On Tuesday, Johnson refused to back under fire UK ambassador to Washington Kim Darroch. The following morning, Darroch resigned and reportedly cited Johnson's refusal to guarantee his support as a factor. Hunt handled it with more assurance, giving full backing to Darroch.

Johnson's squirming contained echoes of the way he imperilled Nazanin Zaghari-Ratcliffe, the British woman in jail in Iran, during his time as foreign secretary and raises more questions about his suitability for high office.

This made the Neil interviews on Friday more important. Neither candidate was able to capitalise, though, as Neil undermined Hunt's claims about the funding he secured for NHS during his time as health secretary and exposed Johnson's poor grasp of the details around Brexit.

Tighter contest weakens Johnson's mandate

Johnson's supporters won't have been inspired by their man's performance in front of Neil. But they will have seen little to persuade them to switch to Hunt. That voting is slower than expected among Tories, however, does indicate that Johnson's victory might not be as emphatic as anticipated.

He would love to secure the 70-79% that's the current favourite [2.24] because that would give him a firm mandate. However, 60-69% [2.64] could be the better bet and if it were to drop to 50-59% [12.0] he would begin his premiership looking very shaky indeed.

The events of the past week shouldn't cost Johnson victory in this leadership contest but they do suggest he will be an embattled leader and that his time in office could be shorter than he hopes.

Labour's bad week ends with poll boost

Jeremy Corbyn close up 1280.jpg

Of course, one of the things the next PM will have going for him is the paucity of the opposition. At least, that's the received wisdom. I've argued that bettors underestimate Labour. Still, it's difficult to believe the last few days haven't damaged the leader Jeremy Corbyn.

Corbyn is [2.84] to leave his post this year following Wednesday night's Panorama documentary which contained further claims of antisemitism in Labour and the party's failure to tackle the problem.

The price is very close to the [2.8] on Labour winning the next general election.

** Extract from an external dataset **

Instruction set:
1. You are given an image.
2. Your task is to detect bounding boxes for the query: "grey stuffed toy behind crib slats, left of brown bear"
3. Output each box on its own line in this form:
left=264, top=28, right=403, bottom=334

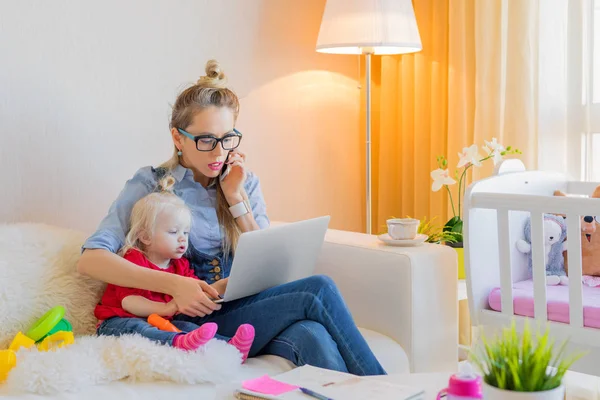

Anyone considering getting involved in that market should take note of this poll from Survation – the firm that correctly called the outcome of the 2017 general election – from the end of this week:

It's [1.86] on the Exchange that there'll be a general election before Brexit happens. On Friday, both Johnson and Hunt said the UK would be out of the European Union by Christmas. A no deal Brexit this year – which neither candidate rules out – is [3.3].

The irony for Labour is that as their polling improves the likelihood of the next PM going to the people recedes. But bettors still make 2019 the [2.34] favourite in the year of next general election market.